Tuesday, November 8, 2011

What if believing is the difference

A few weeks ago, I decided to rededicate myself to the whole "stay at home mom" concept. I decided it had gone on long enough, all the angst and anxiety over whether I was fulfilled or if I was throwing away my life or whatever. Basically I decided rather than having one foot out the door all the time, I was going to be the best damn stay at home mom I could be. And I think it's working, at least as far as my own level of contentedness is concerned.

What I realized I needed to do was to focus on the "mom" part. This may sound really stupid and obvious to you, but I think it's really hard to see sometimes when you're in the throes of it. I am not staying at home with Marlo so that I can get the laundry done or the internet surfed. I'm here to help her learn how to be a person. Hopefully a good one.

What this has meant in practice is that I have had to try and reconcile with my old nemesis, patience. I am horribly impatient. I have exploded in rages of blind fury over such minutiae as the speed with which my husband fills his tacos. Guess how pleasant that extreme lack of patience makes day to day life with an almost 18 month-old? But since my rededication, I have worked at being better. I have tried to enjoy helping Marlo learn to walk down the stairs - rather than think oh my god hurry UP - I repeat this mantra to myself: what do I have better to do? Yeah, maybe I'm heading downstairs to get the laundry, but helping Marlo learn to walk down the stairs is actually my job, now, isn't it?

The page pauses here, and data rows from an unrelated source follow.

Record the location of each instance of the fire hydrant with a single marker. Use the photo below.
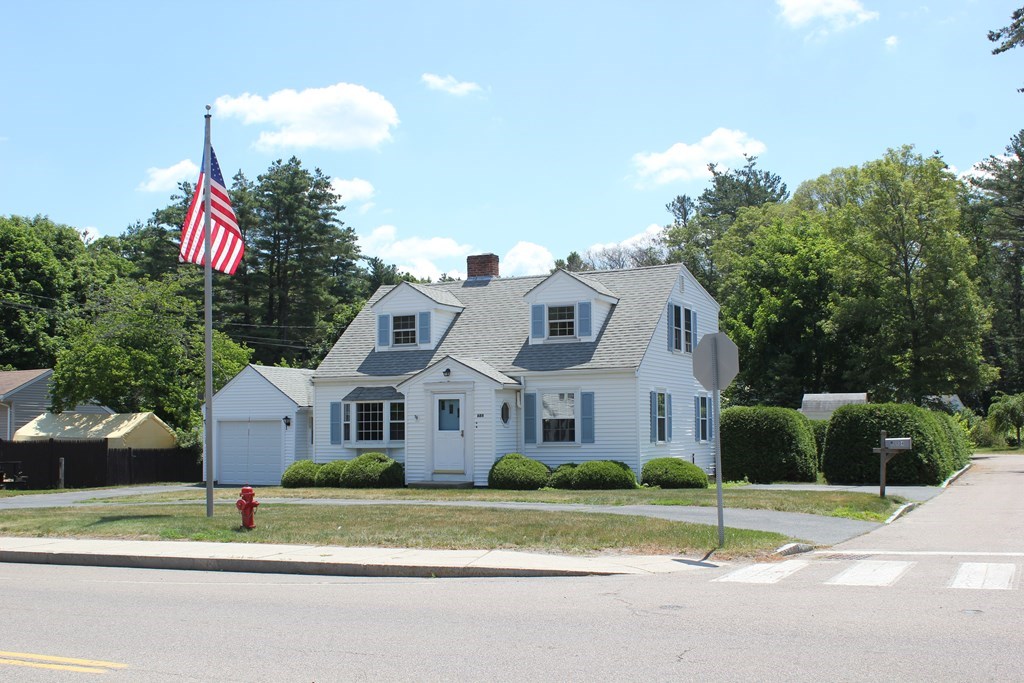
(247, 506)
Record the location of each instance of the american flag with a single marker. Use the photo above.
(226, 248)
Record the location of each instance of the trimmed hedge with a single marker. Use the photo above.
(373, 470)
(562, 476)
(300, 474)
(515, 471)
(673, 473)
(603, 474)
(939, 449)
(329, 475)
(766, 444)
(820, 429)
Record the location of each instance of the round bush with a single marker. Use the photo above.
(374, 470)
(766, 444)
(854, 430)
(515, 471)
(673, 473)
(329, 475)
(603, 474)
(300, 474)
(562, 476)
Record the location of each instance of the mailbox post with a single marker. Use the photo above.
(888, 449)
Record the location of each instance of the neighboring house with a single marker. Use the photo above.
(564, 368)
(821, 406)
(262, 423)
(25, 394)
(121, 430)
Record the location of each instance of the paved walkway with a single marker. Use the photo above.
(404, 562)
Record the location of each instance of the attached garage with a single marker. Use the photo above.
(262, 423)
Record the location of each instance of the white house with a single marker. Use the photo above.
(262, 422)
(563, 368)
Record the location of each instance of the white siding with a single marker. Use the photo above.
(614, 418)
(663, 370)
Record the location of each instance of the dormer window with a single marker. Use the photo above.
(403, 330)
(561, 321)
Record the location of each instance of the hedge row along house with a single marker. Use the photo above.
(449, 377)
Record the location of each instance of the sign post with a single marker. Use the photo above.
(716, 363)
(887, 450)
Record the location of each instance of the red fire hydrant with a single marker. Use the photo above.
(247, 506)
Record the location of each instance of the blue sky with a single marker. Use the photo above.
(526, 129)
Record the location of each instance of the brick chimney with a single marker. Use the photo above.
(481, 265)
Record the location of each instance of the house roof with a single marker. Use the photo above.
(296, 383)
(495, 328)
(12, 380)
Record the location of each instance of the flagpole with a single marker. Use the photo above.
(208, 303)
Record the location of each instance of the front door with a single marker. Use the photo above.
(450, 434)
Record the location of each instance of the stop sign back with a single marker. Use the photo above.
(716, 353)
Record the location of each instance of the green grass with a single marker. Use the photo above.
(399, 526)
(834, 504)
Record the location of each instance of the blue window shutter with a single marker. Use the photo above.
(537, 321)
(668, 415)
(424, 331)
(587, 418)
(529, 418)
(653, 417)
(672, 331)
(696, 419)
(335, 423)
(583, 312)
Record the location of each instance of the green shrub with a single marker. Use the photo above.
(562, 476)
(854, 430)
(766, 444)
(673, 473)
(374, 470)
(329, 475)
(603, 474)
(820, 428)
(300, 474)
(515, 471)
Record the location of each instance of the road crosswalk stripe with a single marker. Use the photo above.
(871, 572)
(985, 575)
(764, 573)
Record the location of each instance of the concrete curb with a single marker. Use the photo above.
(251, 565)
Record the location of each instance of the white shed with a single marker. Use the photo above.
(262, 424)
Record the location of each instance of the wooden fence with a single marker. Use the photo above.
(89, 464)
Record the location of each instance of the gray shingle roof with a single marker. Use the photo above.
(495, 328)
(296, 383)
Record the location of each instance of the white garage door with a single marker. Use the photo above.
(249, 453)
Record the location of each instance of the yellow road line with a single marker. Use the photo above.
(62, 664)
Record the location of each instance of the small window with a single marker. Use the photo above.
(403, 330)
(561, 321)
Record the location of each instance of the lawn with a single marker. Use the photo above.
(399, 526)
(834, 504)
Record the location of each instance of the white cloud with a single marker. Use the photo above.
(338, 117)
(689, 162)
(166, 179)
(526, 258)
(827, 15)
(355, 189)
(422, 257)
(449, 84)
(651, 235)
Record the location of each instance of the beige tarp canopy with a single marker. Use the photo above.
(125, 430)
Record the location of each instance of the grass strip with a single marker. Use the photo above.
(395, 526)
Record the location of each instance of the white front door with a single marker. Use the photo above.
(450, 433)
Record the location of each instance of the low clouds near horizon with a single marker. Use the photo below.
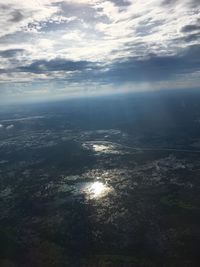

I don't mean this as some pious report from on high about how I am a better mother than you are. I'm just sayin' - I found the first 17 months of being a stay at home mom to be more of a challenge, more detrimental to my self esteem than I thought it would be. Over the past couple of weeks I've flipped the script. I rock with Marlo at naptime, her little head on my shoulder, still smelling like peanut butter and jelly from lunch. And I think to myself how grateful I am, how amazingly fortunate I am that I am the one who gets to be there in that moment with her, every day. At first I was only telling myself - but it didn't take long for me to believe it.


Layne said...

Well, this is the single most illuminating piece of parenting advice I've gotten in a month of Sundays, maybe longer. It's like that stupid "Enjoy the Journey!" phrase, only actually helpful, and not maddening or patronizing. Thank you.

tipsybaker said...

I agree with Layne, this is a great post. Do you ever feel that there's something depressing about the "stay at home" part of the term "stay at home mom?" Because SAHMs can and do sometimes leave the house.

Tori said...

Thank you both! It means a lot to me. This post has kind of been tumbling around my head for a while and I was proud of the way it finally came out. And there's definitely something depressing about the term. It implies a "lesser than" status. Kinda like how people always phrase it "do you work or *just* stay at home?" even when they don't really mean any disrespect.

Ei said...

Good for you! I hate when people ask what I do, and I find myself apologizing for staying home with Charlie. Inevitably, the words, "I used to work," make their way into the conversation. I leave out the part about how much I hated office life, with its false cheerfulness, and how much happier I am now that I spend my day getting kisses from a 21-month-old, even if my face does feel like it's covered in slug trails by the time he's done. Unfortunately, my husband would prefer I spend a little less time mothering, and a little more time cleaning the house. It is a disaster in here. I can't blame him. ha!